6557. — DE FRÉDÉRIC II, ROI DE PRUSSE.
Sans-Souci, 3 novembre.

Je ne suis pas le seul qui remarque que le génie et les talents sont plus rares en France et en Europe, dans notre siècle, qu’à la fin du siècle précédent. Il vous reste trois poètes, mais qui sont du second ordre : La Harpe, Marmontel et Saint-Lambert. Les injustices qui se font à Abbeville n’empêchent pas qu’un Parisien de génie n’achève une bonne tragédie.

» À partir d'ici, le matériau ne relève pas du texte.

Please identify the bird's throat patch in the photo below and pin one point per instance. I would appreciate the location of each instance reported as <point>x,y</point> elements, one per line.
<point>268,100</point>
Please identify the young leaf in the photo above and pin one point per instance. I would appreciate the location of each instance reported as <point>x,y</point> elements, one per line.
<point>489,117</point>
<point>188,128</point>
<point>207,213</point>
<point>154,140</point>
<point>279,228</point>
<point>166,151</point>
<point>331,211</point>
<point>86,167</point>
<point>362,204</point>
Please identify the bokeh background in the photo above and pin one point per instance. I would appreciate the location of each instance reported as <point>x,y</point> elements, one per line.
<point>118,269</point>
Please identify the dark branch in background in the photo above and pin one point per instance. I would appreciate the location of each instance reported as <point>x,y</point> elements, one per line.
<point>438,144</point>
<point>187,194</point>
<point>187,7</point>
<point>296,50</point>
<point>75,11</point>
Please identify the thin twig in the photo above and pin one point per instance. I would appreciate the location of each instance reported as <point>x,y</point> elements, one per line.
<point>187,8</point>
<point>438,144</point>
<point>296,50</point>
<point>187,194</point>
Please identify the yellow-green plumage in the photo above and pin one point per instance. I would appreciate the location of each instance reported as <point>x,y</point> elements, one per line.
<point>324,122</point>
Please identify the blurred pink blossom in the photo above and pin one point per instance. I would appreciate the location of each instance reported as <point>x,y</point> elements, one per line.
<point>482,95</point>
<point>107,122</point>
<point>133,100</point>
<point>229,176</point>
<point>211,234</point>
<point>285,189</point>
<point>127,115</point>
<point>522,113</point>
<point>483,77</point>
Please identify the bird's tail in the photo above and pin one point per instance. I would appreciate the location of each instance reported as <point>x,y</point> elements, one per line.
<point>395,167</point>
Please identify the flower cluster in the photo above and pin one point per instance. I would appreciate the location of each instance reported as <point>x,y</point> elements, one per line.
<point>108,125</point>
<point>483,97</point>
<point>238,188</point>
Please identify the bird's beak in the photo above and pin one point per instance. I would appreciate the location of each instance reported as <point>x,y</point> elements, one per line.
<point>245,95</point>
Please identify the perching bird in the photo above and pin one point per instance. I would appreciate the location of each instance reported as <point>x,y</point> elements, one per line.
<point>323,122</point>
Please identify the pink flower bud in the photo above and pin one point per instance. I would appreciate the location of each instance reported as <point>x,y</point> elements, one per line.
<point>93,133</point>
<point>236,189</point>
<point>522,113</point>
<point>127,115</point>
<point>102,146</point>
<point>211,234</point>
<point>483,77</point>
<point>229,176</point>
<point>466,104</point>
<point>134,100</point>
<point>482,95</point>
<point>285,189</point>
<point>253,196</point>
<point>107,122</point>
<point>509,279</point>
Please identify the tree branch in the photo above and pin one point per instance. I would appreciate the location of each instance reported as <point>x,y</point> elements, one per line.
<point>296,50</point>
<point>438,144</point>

Il est sans doute affreux d’égorger des innocents avec le glaive de la loi : mais la nation en rougit ; mais le gouvernement pensera sans doute à prévenir de tels abus. Il faut encore considérer que plus un État est vaste, plus il est exposé à ce que des subalternes abusent de l’autorité qui leur est confiée. Le seul moyen de l’empêcher est d’obliger tous les tribunaux du royaume de ne mettre en exécution les arrêts de mort qu’après qu’un conseil suprême a revu les procédures et confirmé leur sentence.

Il me semble que le jeune poète auteur du Triumvirat n’a pas plus que soixante-treize ans. J’en juge ainsi, parce qu’un commençant ne connaît ni ne sent des nuances aussi fines qu’il en est dans le caractère d’Octave ; que les deux actes que j’ai lus sont sans déclamation, et d’une simplicité qui ne plaît qu’après avoir épuisé toutes les fusées de la rhétorique. En supposant même qu’un jeune homme ait fait cet ouvrage, il est sûr qu’un sage l’a retouché et refondu. Vous m’en avez donné trop et trop peu pour vous arrêter en si beau chemin. Je vous compare aux rois : il en coûte à obtenir leur premier bienfait ; celui-là donné, on les accoutume à donner de même.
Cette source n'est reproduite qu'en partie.